Consumers ratings -- the little stars in the listing -- play a major role in what many people choose to buy from Amazon.com (NASDAQ:AMZN).
The score on the five-star scale tells potential buyers a lot about the experience existing owners have had with a product. How those reviews are calculated has, up until recently, always been simple math, an unweighted average. Each review is counted equally and when it was written did not matter.
In theory, that led to some problems because a well-ranked product might have been supplanted quickly by new technology or improved models. The rating would remain four or five stars only because new people weren't writing reviews. The reverse could happen if a company made a change to a product but kept selling it under the same name. New ratings might be higher than old ones, but that would only reflect in how they change the overall weighted average.
This left an important part of Amazon's system somewhat outdated and not as useful as it should be. The online retailer is about to change that and modernize how it handles reviews and product ratings.
What is Amazon doing?
Using a new machine-learning algorithm, the online retail giant will give greater weight to "newer, more helpful and verified customer reviews (written comments) and ratings (the 5-star system) when determining top reviews to display, and when calculating a product's overall rating," GeekWire reported.
The changes, which have already begun to be implemented, are designed to make the ratings more reliable and current. Changing the formula could also make them very volatile. For example, if a well-liked product develops a problem, it could fall in the ratings.
"Amazon is enhancing the customer reviews system, adding a few changes we hope will help make product feedback even more useful to customers," an Amazon spokesperson told GeekWire. "The enhanced system will use a machine-learned model to give more weight to newer, more helpful reviews from Amazon customers. The system will continue to learn which reviews are most helpful to customers and improve the experience over time."
Why does this matter?
In many cases when I'm buying something on Amazon.com (which I do nearly every day) the ratings and, to a lesser extent, the written reviews heavily influence my opinion. For example, I recently purchased a charging case for my iPhone. After ruling out a number of the better-known, more expensive models, I chose one of the cheaper off-brand models based on it having a 4 1/2 star rating.

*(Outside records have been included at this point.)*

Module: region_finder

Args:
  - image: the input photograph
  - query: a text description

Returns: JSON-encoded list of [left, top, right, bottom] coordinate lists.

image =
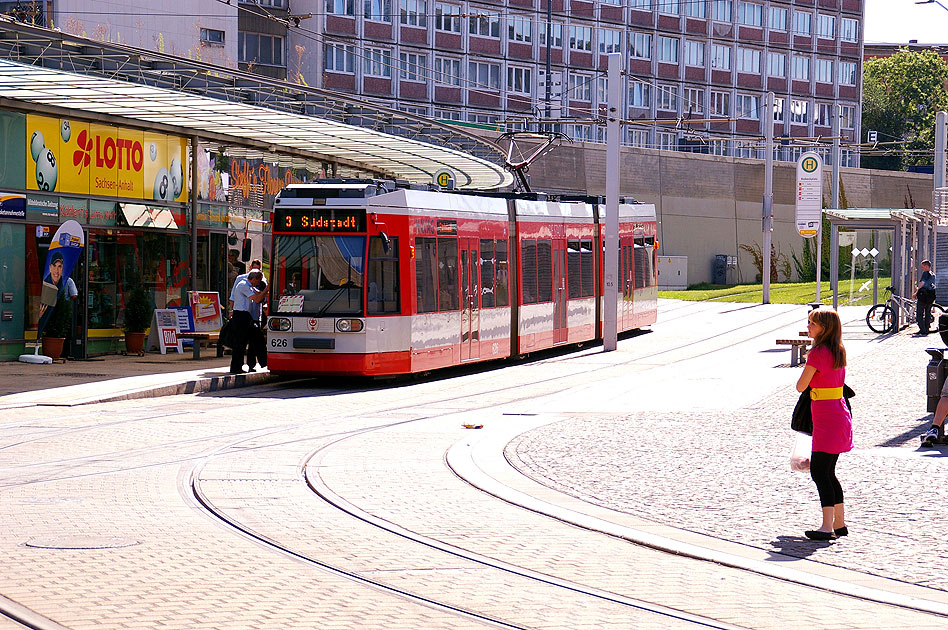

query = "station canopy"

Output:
[[0, 20, 513, 189]]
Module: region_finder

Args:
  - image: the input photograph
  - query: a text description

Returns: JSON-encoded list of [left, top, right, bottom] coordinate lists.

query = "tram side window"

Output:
[[415, 238, 438, 313], [481, 238, 497, 308], [438, 238, 458, 311], [494, 238, 510, 306], [520, 239, 537, 304], [570, 240, 596, 297], [366, 236, 401, 314], [537, 240, 553, 302], [566, 240, 583, 300], [633, 236, 655, 289]]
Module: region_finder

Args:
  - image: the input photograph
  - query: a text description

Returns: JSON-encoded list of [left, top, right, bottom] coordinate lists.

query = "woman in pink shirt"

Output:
[[797, 309, 853, 540]]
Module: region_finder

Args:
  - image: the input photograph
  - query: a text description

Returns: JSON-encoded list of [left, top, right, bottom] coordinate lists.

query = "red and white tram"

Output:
[[267, 180, 657, 376]]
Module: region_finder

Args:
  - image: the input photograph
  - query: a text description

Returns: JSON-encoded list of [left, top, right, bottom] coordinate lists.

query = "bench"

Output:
[[178, 332, 224, 359], [777, 339, 810, 367]]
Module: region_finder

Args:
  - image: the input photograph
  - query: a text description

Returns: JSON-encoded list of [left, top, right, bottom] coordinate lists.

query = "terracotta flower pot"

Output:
[[43, 337, 66, 359], [125, 333, 145, 354]]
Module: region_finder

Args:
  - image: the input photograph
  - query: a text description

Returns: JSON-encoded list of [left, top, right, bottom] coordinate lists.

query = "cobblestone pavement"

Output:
[[507, 300, 948, 589], [0, 303, 944, 630]]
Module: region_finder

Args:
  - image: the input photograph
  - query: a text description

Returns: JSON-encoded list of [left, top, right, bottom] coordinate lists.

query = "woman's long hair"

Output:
[[809, 309, 846, 370]]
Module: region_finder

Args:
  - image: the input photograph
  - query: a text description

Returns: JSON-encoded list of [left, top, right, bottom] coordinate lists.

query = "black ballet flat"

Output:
[[803, 529, 836, 540]]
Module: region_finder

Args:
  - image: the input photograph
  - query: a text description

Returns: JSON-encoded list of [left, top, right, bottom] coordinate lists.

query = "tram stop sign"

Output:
[[432, 168, 455, 188], [796, 152, 823, 238]]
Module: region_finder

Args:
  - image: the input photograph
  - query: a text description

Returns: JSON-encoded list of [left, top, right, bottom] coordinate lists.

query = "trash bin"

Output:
[[711, 254, 727, 284], [925, 348, 948, 412]]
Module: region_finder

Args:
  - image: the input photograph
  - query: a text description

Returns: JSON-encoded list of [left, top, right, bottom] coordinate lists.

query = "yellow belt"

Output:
[[810, 387, 843, 400]]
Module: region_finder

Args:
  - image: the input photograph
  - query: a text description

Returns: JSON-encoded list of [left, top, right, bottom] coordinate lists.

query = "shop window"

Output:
[[438, 238, 458, 311], [366, 236, 401, 315], [415, 238, 438, 313]]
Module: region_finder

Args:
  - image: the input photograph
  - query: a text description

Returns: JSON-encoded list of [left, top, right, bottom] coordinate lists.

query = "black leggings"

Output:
[[810, 451, 843, 507]]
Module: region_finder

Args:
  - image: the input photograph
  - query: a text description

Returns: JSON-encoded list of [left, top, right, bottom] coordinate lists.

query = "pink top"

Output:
[[806, 346, 853, 453]]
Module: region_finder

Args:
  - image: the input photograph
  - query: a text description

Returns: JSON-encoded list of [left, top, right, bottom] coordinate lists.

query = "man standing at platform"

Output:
[[230, 269, 267, 374]]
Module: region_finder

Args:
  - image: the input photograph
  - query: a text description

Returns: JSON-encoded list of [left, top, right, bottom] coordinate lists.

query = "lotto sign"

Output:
[[796, 153, 823, 238]]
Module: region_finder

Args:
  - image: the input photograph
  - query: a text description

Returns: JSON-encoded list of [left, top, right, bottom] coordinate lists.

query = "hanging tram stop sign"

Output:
[[796, 152, 823, 238]]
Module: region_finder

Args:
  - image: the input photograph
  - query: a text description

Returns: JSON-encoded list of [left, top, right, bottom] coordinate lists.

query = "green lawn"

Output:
[[658, 278, 889, 306]]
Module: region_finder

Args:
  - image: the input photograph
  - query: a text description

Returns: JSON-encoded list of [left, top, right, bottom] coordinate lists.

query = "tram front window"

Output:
[[273, 236, 365, 317]]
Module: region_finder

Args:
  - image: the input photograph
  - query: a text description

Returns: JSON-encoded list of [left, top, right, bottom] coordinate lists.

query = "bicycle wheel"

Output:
[[866, 304, 895, 334]]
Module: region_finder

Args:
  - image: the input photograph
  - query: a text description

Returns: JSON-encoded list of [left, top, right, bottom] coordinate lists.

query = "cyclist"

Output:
[[912, 260, 935, 335]]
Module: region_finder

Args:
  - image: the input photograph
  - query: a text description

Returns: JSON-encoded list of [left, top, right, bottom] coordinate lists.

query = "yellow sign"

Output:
[[26, 114, 188, 201]]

Had another charging case at a similar price been better rated then I would likely have bought that one. That type of decision happens millions of times a week on Amazon and a new ratings system may greatly impact what gets sold by the retailer.
This is good news for consumers
Improved, more accurate ratings offer Amazon customers an improved tool in making informed buying choices. That should lead to higher satisfaction with those purchases (I have mixed feelings about my charging case) and perhaps drive even more sales to the online retailer.
An improved ranking system that factors in who's writing the review and when they wrote it should weed out some obvious fakes which can skew the average. The algorithm will also get better the more it's used.
"The system will learn what reviews are most helpful to customers ... and it improves over time," Amazon spokeswoman Julie Law told CNET. "It's all meant to make customer reviews more useful."
These are positive changes for Amazon and its customers that should make the site even more useful. The old system was surprisingly non-technical for such an innovative company, and though it may take time, the new one should be vastly superior.